Pienamente d'accordo con Aidoru, senza contare che ci sono alcune recentissime istallazioni appena ultimate che usano Dolby o XpanD ed ancora non entrano in funzione, per loro solo spese e nessun incasso! Tutto per l'approssimativismo con cui è stata affrontata la questione
Commento # 7 di: Notturnia pubblicato il 17 Marzo 2010, 17:29
userei il termine cialtronaggine :-D visto che siamo in italia..
e pensare che quando sono andato a warner e ho notato il cartello che ricordava che gli occhialini NON vanno usati fuori dal cinema perchè non proteggono contro i raggi uv del sole pensavo fra me e me quale cretino avrebbe usato quegli occhiali per guardare il sole...

beh :-D ora ho capito.. prevenivano alcune denunce di persone molto al di sotto della media :-D.. poveri noi.. se loro sono costretti a scrivere queste cose..

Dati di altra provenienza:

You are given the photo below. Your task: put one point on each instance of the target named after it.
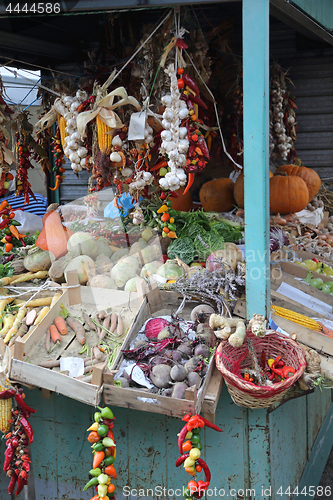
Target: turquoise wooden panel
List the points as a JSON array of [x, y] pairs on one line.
[[256, 152], [288, 445]]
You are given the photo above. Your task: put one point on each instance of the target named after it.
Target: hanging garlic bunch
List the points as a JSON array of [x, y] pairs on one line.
[[174, 143], [278, 138], [141, 180], [74, 148], [137, 215]]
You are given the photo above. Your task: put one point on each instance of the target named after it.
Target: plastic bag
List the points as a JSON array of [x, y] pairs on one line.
[[30, 223]]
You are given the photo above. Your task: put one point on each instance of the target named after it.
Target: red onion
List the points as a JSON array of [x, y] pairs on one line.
[[154, 326]]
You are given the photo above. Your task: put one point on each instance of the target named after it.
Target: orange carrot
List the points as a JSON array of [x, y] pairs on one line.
[[55, 335], [61, 325]]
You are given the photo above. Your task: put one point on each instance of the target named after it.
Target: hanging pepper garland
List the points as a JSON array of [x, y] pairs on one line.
[[17, 459], [104, 449], [59, 160], [189, 444]]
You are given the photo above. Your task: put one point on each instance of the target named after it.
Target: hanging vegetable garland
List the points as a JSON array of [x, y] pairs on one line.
[[104, 449], [189, 444], [17, 459]]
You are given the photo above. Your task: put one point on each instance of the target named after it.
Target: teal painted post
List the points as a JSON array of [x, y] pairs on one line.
[[256, 151]]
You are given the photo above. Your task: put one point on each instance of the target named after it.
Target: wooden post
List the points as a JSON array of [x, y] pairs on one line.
[[256, 154]]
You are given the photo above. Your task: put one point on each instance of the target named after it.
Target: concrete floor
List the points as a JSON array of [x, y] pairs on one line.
[[326, 480]]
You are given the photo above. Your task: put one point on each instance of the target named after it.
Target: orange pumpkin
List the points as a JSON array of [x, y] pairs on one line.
[[218, 195], [288, 193], [54, 236], [309, 176], [183, 202], [239, 189]]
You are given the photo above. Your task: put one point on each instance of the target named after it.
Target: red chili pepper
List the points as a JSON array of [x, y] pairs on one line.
[[181, 44], [12, 483], [181, 438], [196, 99], [21, 482], [20, 401], [205, 469], [9, 453], [190, 182], [190, 83], [28, 429], [7, 394], [180, 460]]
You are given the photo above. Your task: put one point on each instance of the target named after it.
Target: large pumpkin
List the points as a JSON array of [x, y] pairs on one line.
[[239, 189], [309, 176], [217, 195], [288, 193], [183, 202]]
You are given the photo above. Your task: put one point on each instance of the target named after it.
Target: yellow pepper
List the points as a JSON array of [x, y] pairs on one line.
[[162, 209], [93, 427]]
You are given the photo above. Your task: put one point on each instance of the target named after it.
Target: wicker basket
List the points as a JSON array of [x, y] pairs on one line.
[[246, 393]]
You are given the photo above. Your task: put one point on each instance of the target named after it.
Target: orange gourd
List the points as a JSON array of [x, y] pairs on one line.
[[239, 189], [54, 236], [218, 195], [288, 193], [309, 176], [183, 202]]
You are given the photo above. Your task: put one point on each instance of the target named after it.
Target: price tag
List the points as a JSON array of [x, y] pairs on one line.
[[136, 129], [74, 366]]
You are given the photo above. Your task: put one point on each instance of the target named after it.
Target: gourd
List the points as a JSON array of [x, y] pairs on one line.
[[183, 202], [288, 193], [239, 189], [218, 195], [54, 236], [309, 176]]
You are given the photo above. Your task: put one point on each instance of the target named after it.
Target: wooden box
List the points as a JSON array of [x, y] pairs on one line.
[[194, 400], [30, 350]]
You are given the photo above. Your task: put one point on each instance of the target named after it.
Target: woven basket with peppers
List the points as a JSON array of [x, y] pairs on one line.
[[281, 364]]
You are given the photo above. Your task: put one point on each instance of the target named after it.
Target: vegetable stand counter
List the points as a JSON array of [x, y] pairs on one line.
[[257, 449]]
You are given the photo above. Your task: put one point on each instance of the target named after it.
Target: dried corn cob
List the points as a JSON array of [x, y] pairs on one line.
[[5, 413], [104, 139], [297, 318], [62, 126]]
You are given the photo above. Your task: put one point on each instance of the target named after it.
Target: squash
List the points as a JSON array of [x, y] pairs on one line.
[[218, 195], [309, 176], [54, 236], [239, 189], [288, 193], [183, 202]]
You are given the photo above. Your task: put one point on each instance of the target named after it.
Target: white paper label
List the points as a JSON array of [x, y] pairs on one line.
[[138, 376], [136, 129], [74, 366]]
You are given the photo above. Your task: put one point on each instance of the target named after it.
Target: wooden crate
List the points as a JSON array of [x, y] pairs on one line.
[[194, 400], [30, 350]]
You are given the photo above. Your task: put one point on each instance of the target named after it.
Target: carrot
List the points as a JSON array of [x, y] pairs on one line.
[[61, 325], [48, 340], [55, 335], [78, 328]]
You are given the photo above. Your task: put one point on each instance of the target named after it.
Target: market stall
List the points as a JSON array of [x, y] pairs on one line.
[[182, 307]]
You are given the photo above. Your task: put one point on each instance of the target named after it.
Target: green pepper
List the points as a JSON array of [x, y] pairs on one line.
[[107, 442], [95, 472], [102, 430], [108, 460], [97, 416], [98, 446], [92, 482], [106, 413]]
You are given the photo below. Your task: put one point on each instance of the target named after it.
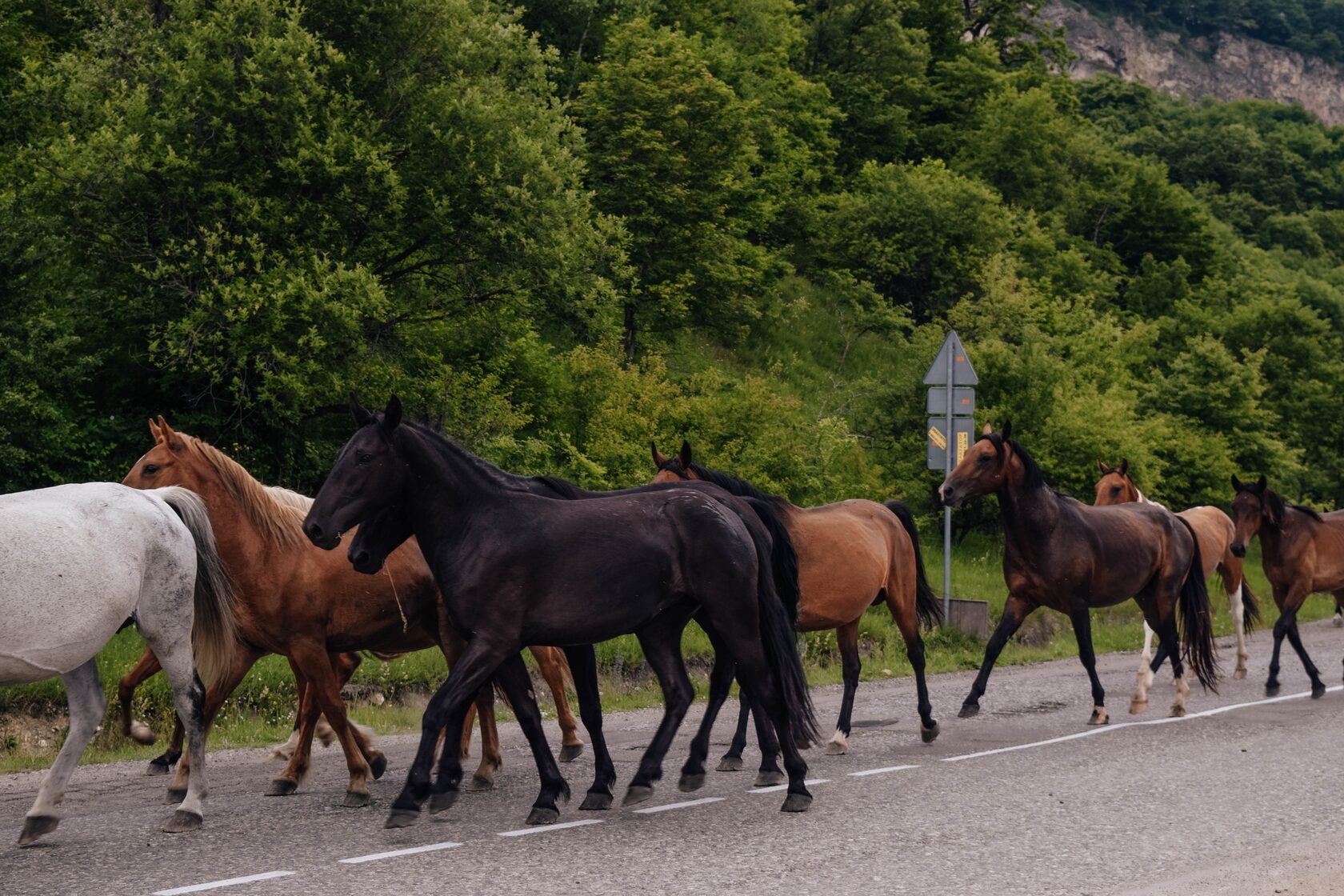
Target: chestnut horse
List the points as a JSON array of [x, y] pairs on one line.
[[1302, 552], [1215, 532], [851, 555], [1069, 557], [302, 603]]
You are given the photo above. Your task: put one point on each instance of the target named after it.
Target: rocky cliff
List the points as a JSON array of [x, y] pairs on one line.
[[1222, 65]]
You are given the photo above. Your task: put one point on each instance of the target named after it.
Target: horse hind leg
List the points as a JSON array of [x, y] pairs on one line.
[[86, 707]]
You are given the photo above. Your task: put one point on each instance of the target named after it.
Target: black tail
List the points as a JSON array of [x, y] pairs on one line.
[[1197, 619], [781, 646], [1250, 607], [784, 559], [926, 602]]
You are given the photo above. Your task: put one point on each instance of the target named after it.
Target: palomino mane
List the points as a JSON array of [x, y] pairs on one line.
[[277, 514]]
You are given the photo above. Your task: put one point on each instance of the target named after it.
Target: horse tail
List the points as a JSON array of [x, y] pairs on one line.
[[1197, 618], [781, 646], [926, 602], [784, 558], [213, 629]]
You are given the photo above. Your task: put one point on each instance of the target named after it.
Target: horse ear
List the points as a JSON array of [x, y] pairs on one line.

aveva ragione Einstein.. la somma dell'intelligenza nel mondo è costante ... la popolazione.... :-D
Commento # 8 di: Bonfire Redux pubblicato il 17 Marzo 2010, 17:41
Uhm...non sposerei affatto la tesi cospirazionista, secondo la quale ci siano interessi economici dietro questa scelta...mi sembra troppo raffinata. Dico solo che l'ignoranza regna sovrana! Quello che mi ha infastidito è semmai il modus operandi del Ministro che parla prima di aver sentito tutte le parti in causa...certo che se agisce così per queste cose, immaginate per quelle più gravi o serie!
La risposta di Anec e Anem mi sembra sensata: ma poi vi pare che l'Italia possa essere l'unico paese al mondo ad adottare misure di questo tipo? Certo che siamo proprio forti!
Commento # 9 di: Urca pubblicato il 17 Marzo 2010, 22:37
Una idiozia totale! Ma secondo voi si corrono più rischi a indossare occhiali 3D o a frequentare una palestra o a toccare le maniglie su un autobus???? Roba da Italia piccola, piccola...
Commento # 10 di: faaezz pubblicato il 17 Marzo 2010, 23:12
Certo che in Italia siamo messi proprio male in quanto a lungimiranza dei nostri politici sulla tecnologia.
Pensate che quando ho detto alla mia bimba che non potremmo andare a vedere Alice 3d perchè è piccola si è messa quasi a piangere.